Traditional fuzzing fails to guarantee security for critical software systems, while symbolic execution suffers from path explosion and scalability limitations. To address these challenges, this paper proposes a divide-and-conquer–based symbolic vulnerability detection method. The approach integrates control-flow graph analysis with path-sensitive constraint solving, and—novelty—it systematically incorporates the divide-and-conquer paradigm into symbolic execution, enabling dynamic pruning of irrelevant program paths to significantly mitigate path explosion. Experimental evaluation across multiple real-world open-source projects demonstrates that our method achieves a 3.2× improvement in detection efficiency, scales to million-line codebases, and covers seven representative weakness categories from the OWASP Top 10. It thus overcomes key scalability bottlenecks inherent in existing symbolic execution and model-checking techniques.

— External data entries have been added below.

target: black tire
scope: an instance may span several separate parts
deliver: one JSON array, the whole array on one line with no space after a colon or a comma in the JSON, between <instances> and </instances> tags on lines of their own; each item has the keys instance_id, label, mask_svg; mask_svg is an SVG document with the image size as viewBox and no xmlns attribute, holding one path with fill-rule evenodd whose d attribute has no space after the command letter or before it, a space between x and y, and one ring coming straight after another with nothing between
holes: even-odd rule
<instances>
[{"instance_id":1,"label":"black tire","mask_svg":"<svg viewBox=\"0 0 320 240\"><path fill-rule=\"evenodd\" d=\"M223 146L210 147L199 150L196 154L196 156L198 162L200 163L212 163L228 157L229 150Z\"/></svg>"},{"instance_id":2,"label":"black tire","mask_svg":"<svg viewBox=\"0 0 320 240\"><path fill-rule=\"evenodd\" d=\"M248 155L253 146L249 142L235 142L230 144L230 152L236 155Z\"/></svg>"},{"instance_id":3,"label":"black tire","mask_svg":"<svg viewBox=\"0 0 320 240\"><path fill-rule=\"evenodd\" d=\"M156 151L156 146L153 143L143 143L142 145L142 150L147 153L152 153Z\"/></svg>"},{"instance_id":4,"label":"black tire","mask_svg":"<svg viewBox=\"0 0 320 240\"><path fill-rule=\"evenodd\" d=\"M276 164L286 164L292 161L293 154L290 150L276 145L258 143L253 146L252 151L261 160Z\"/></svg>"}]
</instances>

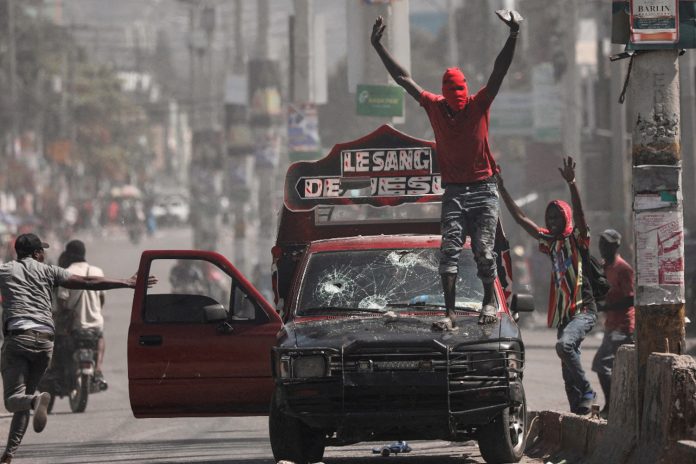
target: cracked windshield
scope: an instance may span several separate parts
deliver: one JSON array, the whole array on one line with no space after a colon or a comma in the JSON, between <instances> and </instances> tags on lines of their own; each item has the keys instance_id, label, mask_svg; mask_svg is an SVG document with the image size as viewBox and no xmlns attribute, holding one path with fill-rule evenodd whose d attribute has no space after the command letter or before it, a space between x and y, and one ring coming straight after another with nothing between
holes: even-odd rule
<instances>
[{"instance_id":1,"label":"cracked windshield","mask_svg":"<svg viewBox=\"0 0 696 464\"><path fill-rule=\"evenodd\" d=\"M441 310L438 255L437 248L317 253L309 262L298 314ZM459 266L457 308L478 310L483 287L471 250L463 250Z\"/></svg>"}]
</instances>

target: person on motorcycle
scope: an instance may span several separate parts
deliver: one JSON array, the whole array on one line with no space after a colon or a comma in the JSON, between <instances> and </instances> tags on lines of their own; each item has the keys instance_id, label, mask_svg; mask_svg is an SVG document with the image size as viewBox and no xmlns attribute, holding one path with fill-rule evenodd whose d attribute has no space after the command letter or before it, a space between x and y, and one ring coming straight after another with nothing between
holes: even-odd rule
<instances>
[{"instance_id":1,"label":"person on motorcycle","mask_svg":"<svg viewBox=\"0 0 696 464\"><path fill-rule=\"evenodd\" d=\"M42 432L48 420L50 393L35 393L53 353L55 328L51 290L111 290L135 288L137 275L110 279L71 274L67 269L45 264L48 244L35 234L22 234L14 242L17 259L0 265L3 300L2 382L5 408L12 413L7 446L0 464L12 461L34 411L34 431ZM157 279L148 277L147 285Z\"/></svg>"},{"instance_id":2,"label":"person on motorcycle","mask_svg":"<svg viewBox=\"0 0 696 464\"><path fill-rule=\"evenodd\" d=\"M81 240L71 240L65 245L60 264L74 275L103 277L104 271L101 268L87 262L86 251L85 244ZM70 290L60 287L57 297L57 313L64 315L64 319L69 321L66 327L68 333L71 335L90 333L90 339L97 340L94 382L99 384L100 390L106 390L108 384L102 372L106 348L102 309L106 293L103 290Z\"/></svg>"}]
</instances>

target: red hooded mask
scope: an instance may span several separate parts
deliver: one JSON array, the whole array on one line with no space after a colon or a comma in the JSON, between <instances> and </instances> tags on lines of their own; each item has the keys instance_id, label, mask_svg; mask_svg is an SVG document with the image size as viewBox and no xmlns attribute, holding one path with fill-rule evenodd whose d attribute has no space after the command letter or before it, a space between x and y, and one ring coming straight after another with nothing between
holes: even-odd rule
<instances>
[{"instance_id":1,"label":"red hooded mask","mask_svg":"<svg viewBox=\"0 0 696 464\"><path fill-rule=\"evenodd\" d=\"M466 85L466 77L461 69L447 68L442 76L442 95L451 109L455 111L464 109L469 96L469 86Z\"/></svg>"},{"instance_id":2,"label":"red hooded mask","mask_svg":"<svg viewBox=\"0 0 696 464\"><path fill-rule=\"evenodd\" d=\"M549 209L552 205L558 208L565 218L565 227L563 228L563 232L561 232L561 235L565 238L573 233L573 209L563 200L553 200L546 209ZM544 234L551 234L551 231L548 229L542 229L541 232Z\"/></svg>"}]
</instances>

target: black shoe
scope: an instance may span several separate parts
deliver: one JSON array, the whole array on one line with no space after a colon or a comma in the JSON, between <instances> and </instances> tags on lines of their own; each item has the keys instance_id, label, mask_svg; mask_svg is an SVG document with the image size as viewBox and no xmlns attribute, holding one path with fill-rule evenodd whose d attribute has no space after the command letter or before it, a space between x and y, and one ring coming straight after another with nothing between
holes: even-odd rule
<instances>
[{"instance_id":1,"label":"black shoe","mask_svg":"<svg viewBox=\"0 0 696 464\"><path fill-rule=\"evenodd\" d=\"M34 405L34 432L41 433L48 421L48 403L51 402L51 394L40 393L34 401L36 402Z\"/></svg>"},{"instance_id":2,"label":"black shoe","mask_svg":"<svg viewBox=\"0 0 696 464\"><path fill-rule=\"evenodd\" d=\"M585 393L580 404L573 412L579 416L588 415L592 411L592 404L595 402L595 399L597 399L597 393L593 391Z\"/></svg>"}]
</instances>

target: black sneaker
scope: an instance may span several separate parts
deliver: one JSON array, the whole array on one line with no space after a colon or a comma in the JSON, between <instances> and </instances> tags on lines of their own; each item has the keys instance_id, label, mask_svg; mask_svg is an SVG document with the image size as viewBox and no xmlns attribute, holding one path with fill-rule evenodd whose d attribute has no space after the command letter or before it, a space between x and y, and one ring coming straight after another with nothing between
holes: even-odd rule
<instances>
[{"instance_id":1,"label":"black sneaker","mask_svg":"<svg viewBox=\"0 0 696 464\"><path fill-rule=\"evenodd\" d=\"M592 411L592 404L595 402L595 399L597 399L597 393L593 391L585 393L582 396L580 404L578 404L578 407L575 408L573 412L579 416L588 415Z\"/></svg>"},{"instance_id":2,"label":"black sneaker","mask_svg":"<svg viewBox=\"0 0 696 464\"><path fill-rule=\"evenodd\" d=\"M46 422L48 421L48 403L51 402L50 393L39 393L38 396L34 398L36 404L34 405L34 432L40 433L46 427Z\"/></svg>"}]
</instances>

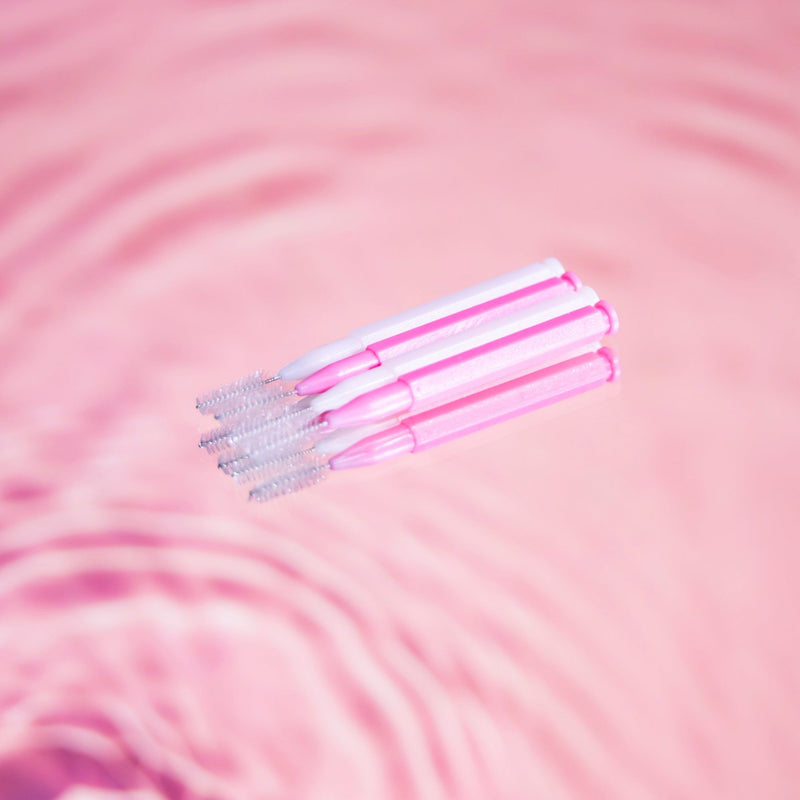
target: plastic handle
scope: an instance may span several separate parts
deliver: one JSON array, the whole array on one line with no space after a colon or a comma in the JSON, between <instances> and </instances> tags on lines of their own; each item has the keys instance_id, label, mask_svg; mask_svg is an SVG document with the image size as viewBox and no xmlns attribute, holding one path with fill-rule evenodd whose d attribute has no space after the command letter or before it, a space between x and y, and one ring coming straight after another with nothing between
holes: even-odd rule
<instances>
[{"instance_id":1,"label":"plastic handle","mask_svg":"<svg viewBox=\"0 0 800 800\"><path fill-rule=\"evenodd\" d=\"M597 294L588 286L584 286L577 292L569 292L561 297L544 300L513 314L487 322L485 325L479 325L455 336L448 336L425 347L412 350L410 353L391 359L383 366L376 367L362 375L347 378L327 392L314 397L311 405L318 414L339 408L365 392L386 386L409 372L480 347L487 342L510 336L512 333L546 322L577 308L594 305L597 302Z\"/></svg>"},{"instance_id":2,"label":"plastic handle","mask_svg":"<svg viewBox=\"0 0 800 800\"><path fill-rule=\"evenodd\" d=\"M481 386L530 372L546 359L555 360L573 354L579 347L602 339L607 333L613 333L615 326L613 309L601 302L597 307L570 311L564 316L423 367L401 378L411 389L414 398L409 410L434 402L441 404Z\"/></svg>"},{"instance_id":3,"label":"plastic handle","mask_svg":"<svg viewBox=\"0 0 800 800\"><path fill-rule=\"evenodd\" d=\"M447 317L412 328L410 331L398 333L388 339L381 339L373 342L366 350L334 361L317 370L308 378L300 381L295 386L295 391L299 395L326 392L346 378L367 372L367 370L378 367L403 353L416 350L418 347L423 347L446 336L461 333L476 325L490 322L504 314L511 314L521 308L527 308L542 300L558 297L569 291L577 291L581 285L577 275L565 272L559 278L548 278L540 283L534 283L532 286L496 297L494 300L479 303Z\"/></svg>"},{"instance_id":4,"label":"plastic handle","mask_svg":"<svg viewBox=\"0 0 800 800\"><path fill-rule=\"evenodd\" d=\"M461 289L453 294L440 297L438 300L431 300L408 311L401 311L399 314L379 322L364 325L352 331L350 336L361 339L366 347L379 339L395 336L411 328L425 325L432 320L455 314L470 306L485 303L487 300L510 294L517 289L533 283L540 283L547 278L563 275L563 273L564 267L556 259L548 258L540 264L529 264L527 267L515 269L468 289Z\"/></svg>"},{"instance_id":5,"label":"plastic handle","mask_svg":"<svg viewBox=\"0 0 800 800\"><path fill-rule=\"evenodd\" d=\"M507 419L602 386L619 376L607 347L525 375L500 386L408 417L400 426L414 437L414 452L466 436Z\"/></svg>"},{"instance_id":6,"label":"plastic handle","mask_svg":"<svg viewBox=\"0 0 800 800\"><path fill-rule=\"evenodd\" d=\"M539 264L529 264L468 289L461 289L438 300L431 300L379 322L357 328L343 339L309 350L283 367L278 374L286 381L302 380L334 361L361 352L373 342L563 274L564 267L555 258L547 258Z\"/></svg>"}]
</instances>

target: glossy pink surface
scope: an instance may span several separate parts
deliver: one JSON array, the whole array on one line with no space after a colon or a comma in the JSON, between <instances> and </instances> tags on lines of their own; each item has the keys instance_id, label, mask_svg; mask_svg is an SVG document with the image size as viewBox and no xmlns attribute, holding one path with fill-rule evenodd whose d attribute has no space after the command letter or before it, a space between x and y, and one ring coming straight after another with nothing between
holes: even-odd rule
<instances>
[{"instance_id":1,"label":"glossy pink surface","mask_svg":"<svg viewBox=\"0 0 800 800\"><path fill-rule=\"evenodd\" d=\"M448 314L425 325L418 325L405 333L374 342L363 352L335 361L309 375L297 384L296 391L300 395L324 392L345 378L366 372L379 364L385 364L403 353L578 288L580 282L574 284L574 276L569 275L565 278L549 278L494 300L477 303L455 314Z\"/></svg>"},{"instance_id":2,"label":"glossy pink surface","mask_svg":"<svg viewBox=\"0 0 800 800\"><path fill-rule=\"evenodd\" d=\"M796 3L1 13L2 800L796 798ZM198 451L548 255L619 389L265 506Z\"/></svg>"},{"instance_id":3,"label":"glossy pink surface","mask_svg":"<svg viewBox=\"0 0 800 800\"><path fill-rule=\"evenodd\" d=\"M414 434L414 452L421 452L597 389L614 378L616 362L616 354L606 348L584 353L414 414L400 424Z\"/></svg>"}]
</instances>

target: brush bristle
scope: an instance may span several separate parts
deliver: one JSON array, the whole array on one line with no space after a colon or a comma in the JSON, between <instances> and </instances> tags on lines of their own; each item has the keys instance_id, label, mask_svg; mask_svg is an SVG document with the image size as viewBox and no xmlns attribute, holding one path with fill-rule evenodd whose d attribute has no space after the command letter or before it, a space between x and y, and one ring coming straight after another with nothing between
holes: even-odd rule
<instances>
[{"instance_id":1,"label":"brush bristle","mask_svg":"<svg viewBox=\"0 0 800 800\"><path fill-rule=\"evenodd\" d=\"M234 483L242 485L256 480L274 480L287 473L297 472L303 467L318 466L324 460L324 457L317 455L312 448L278 455L266 451L221 462L219 468L226 475L230 475Z\"/></svg>"},{"instance_id":2,"label":"brush bristle","mask_svg":"<svg viewBox=\"0 0 800 800\"><path fill-rule=\"evenodd\" d=\"M214 419L235 421L261 408L276 407L280 412L295 397L289 384L282 380L271 381L228 398L214 409Z\"/></svg>"},{"instance_id":3,"label":"brush bristle","mask_svg":"<svg viewBox=\"0 0 800 800\"><path fill-rule=\"evenodd\" d=\"M274 500L285 494L293 494L301 489L315 486L325 479L328 465L319 464L281 475L264 483L259 483L250 490L250 499L257 503Z\"/></svg>"},{"instance_id":4,"label":"brush bristle","mask_svg":"<svg viewBox=\"0 0 800 800\"><path fill-rule=\"evenodd\" d=\"M245 375L243 378L226 383L224 386L200 395L197 398L197 410L201 414L212 414L220 404L245 395L254 389L266 386L276 380L278 380L277 375L265 375L263 370L252 372L250 375Z\"/></svg>"}]
</instances>

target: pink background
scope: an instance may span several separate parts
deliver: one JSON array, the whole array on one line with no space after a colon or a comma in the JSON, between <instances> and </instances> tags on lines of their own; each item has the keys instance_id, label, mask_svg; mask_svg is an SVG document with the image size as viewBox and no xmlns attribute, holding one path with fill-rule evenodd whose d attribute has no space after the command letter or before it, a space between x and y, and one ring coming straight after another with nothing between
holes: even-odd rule
<instances>
[{"instance_id":1,"label":"pink background","mask_svg":"<svg viewBox=\"0 0 800 800\"><path fill-rule=\"evenodd\" d=\"M3 0L0 799L798 797L800 6ZM618 390L267 506L195 395L559 257Z\"/></svg>"}]
</instances>

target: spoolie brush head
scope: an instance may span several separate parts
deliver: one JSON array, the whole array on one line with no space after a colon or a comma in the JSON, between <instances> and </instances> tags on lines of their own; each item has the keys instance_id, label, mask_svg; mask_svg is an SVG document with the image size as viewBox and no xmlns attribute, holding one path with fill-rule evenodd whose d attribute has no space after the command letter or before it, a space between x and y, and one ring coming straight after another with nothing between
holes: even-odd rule
<instances>
[{"instance_id":1,"label":"spoolie brush head","mask_svg":"<svg viewBox=\"0 0 800 800\"><path fill-rule=\"evenodd\" d=\"M241 419L262 408L277 408L281 412L294 396L288 383L274 379L219 403L213 409L214 419L220 422Z\"/></svg>"},{"instance_id":2,"label":"spoolie brush head","mask_svg":"<svg viewBox=\"0 0 800 800\"><path fill-rule=\"evenodd\" d=\"M266 450L286 452L302 449L304 442L313 442L327 426L313 409L300 408L272 419L243 422L227 442L241 455Z\"/></svg>"},{"instance_id":3,"label":"spoolie brush head","mask_svg":"<svg viewBox=\"0 0 800 800\"><path fill-rule=\"evenodd\" d=\"M264 481L254 486L250 490L250 499L257 503L264 503L267 500L274 500L285 494L299 492L309 486L315 486L325 479L327 474L327 464L317 464L305 467L295 472L284 473L273 480Z\"/></svg>"},{"instance_id":4,"label":"spoolie brush head","mask_svg":"<svg viewBox=\"0 0 800 800\"><path fill-rule=\"evenodd\" d=\"M263 370L258 370L258 372L245 375L243 378L200 395L197 398L197 410L201 414L214 414L218 407L234 398L244 396L277 380L277 375L265 375Z\"/></svg>"},{"instance_id":5,"label":"spoolie brush head","mask_svg":"<svg viewBox=\"0 0 800 800\"><path fill-rule=\"evenodd\" d=\"M234 417L225 424L206 431L200 437L200 447L207 453L218 453L248 436L268 428L271 420L279 417L283 409L278 405L265 405L250 410L250 414Z\"/></svg>"},{"instance_id":6,"label":"spoolie brush head","mask_svg":"<svg viewBox=\"0 0 800 800\"><path fill-rule=\"evenodd\" d=\"M234 483L242 485L252 481L275 480L305 467L319 466L324 460L323 456L317 455L313 448L309 447L277 455L267 451L234 459L220 459L219 468L226 475L230 475Z\"/></svg>"}]
</instances>

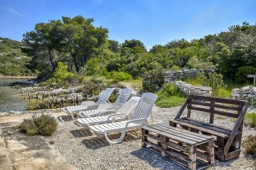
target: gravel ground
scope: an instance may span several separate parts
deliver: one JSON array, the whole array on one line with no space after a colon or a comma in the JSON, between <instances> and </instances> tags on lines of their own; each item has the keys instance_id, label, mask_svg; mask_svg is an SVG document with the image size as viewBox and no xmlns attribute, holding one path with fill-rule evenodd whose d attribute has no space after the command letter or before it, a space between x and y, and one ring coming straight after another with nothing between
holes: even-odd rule
<instances>
[{"instance_id":1,"label":"gravel ground","mask_svg":"<svg viewBox=\"0 0 256 170\"><path fill-rule=\"evenodd\" d=\"M155 122L165 122L173 119L180 107L160 108L154 106L153 115ZM256 112L250 110L249 111ZM191 115L196 114L193 114ZM204 115L201 119L207 118ZM232 119L223 119L216 117L216 122L227 127L234 124ZM183 169L158 154L141 147L140 130L127 132L124 142L109 145L104 137L92 134L86 129L79 126L75 121L63 113L58 117L58 127L54 136L45 137L50 144L60 152L68 162L78 169ZM250 134L256 134L256 129L244 125L243 138ZM113 134L111 138L117 138ZM216 160L211 169L256 169L253 160L244 154L238 159L225 162Z\"/></svg>"}]
</instances>

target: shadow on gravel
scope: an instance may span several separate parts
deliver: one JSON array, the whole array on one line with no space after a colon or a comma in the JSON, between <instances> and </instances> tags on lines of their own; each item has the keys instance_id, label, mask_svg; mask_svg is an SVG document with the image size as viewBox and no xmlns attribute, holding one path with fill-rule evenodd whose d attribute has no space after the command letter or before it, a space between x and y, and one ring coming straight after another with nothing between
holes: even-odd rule
<instances>
[{"instance_id":1,"label":"shadow on gravel","mask_svg":"<svg viewBox=\"0 0 256 170\"><path fill-rule=\"evenodd\" d=\"M73 120L70 115L58 117L58 120L59 120L60 122L69 122Z\"/></svg>"},{"instance_id":2,"label":"shadow on gravel","mask_svg":"<svg viewBox=\"0 0 256 170\"><path fill-rule=\"evenodd\" d=\"M144 160L150 166L157 168L157 169L184 169L147 148L141 148L131 152L131 154Z\"/></svg>"},{"instance_id":3,"label":"shadow on gravel","mask_svg":"<svg viewBox=\"0 0 256 170\"><path fill-rule=\"evenodd\" d=\"M88 136L92 135L91 131L89 129L76 129L70 131L70 133L76 138L83 138Z\"/></svg>"},{"instance_id":4,"label":"shadow on gravel","mask_svg":"<svg viewBox=\"0 0 256 170\"><path fill-rule=\"evenodd\" d=\"M112 140L120 138L120 136L121 132L119 132L108 135L108 137ZM141 139L140 131L132 131L126 132L123 142L129 142L140 139ZM81 143L84 144L86 148L93 150L99 149L109 145L109 143L105 139L104 135L88 139L84 139L81 141Z\"/></svg>"}]
</instances>

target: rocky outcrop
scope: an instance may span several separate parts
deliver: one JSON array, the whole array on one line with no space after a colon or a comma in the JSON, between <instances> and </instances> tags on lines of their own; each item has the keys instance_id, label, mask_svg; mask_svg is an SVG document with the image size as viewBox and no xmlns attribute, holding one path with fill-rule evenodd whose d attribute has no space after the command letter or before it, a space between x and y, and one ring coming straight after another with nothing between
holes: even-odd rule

In modern software development, vulnerability detection is crucial due to the inevitability of bugs and vulnerabilities in complex software systems. Effective detection and elimination of these vulnerabilities during the testing phase are essential. Current methods, such as fuzzing, are widely used for this purpose. While fuzzing is efficient in identifying a broad range of bugs and vulnerabilities by using random mutations or generations, it does not guarantee correctness or absence of vulnerabilities. Therefore, non-random methods are preferable for ensuring the safety and security of critical infrastructure and control systems. This paper presents a vulnerability detection approach based on symbolic execution and control flow graph analysis to identify various types of software weaknesses. Our approach employs a divide-and-conquer algorithm to eliminate irrelevant program information, thus accelerating the process and enabling the analysis of larger programs compared to traditional symbolic execution and model checking methods.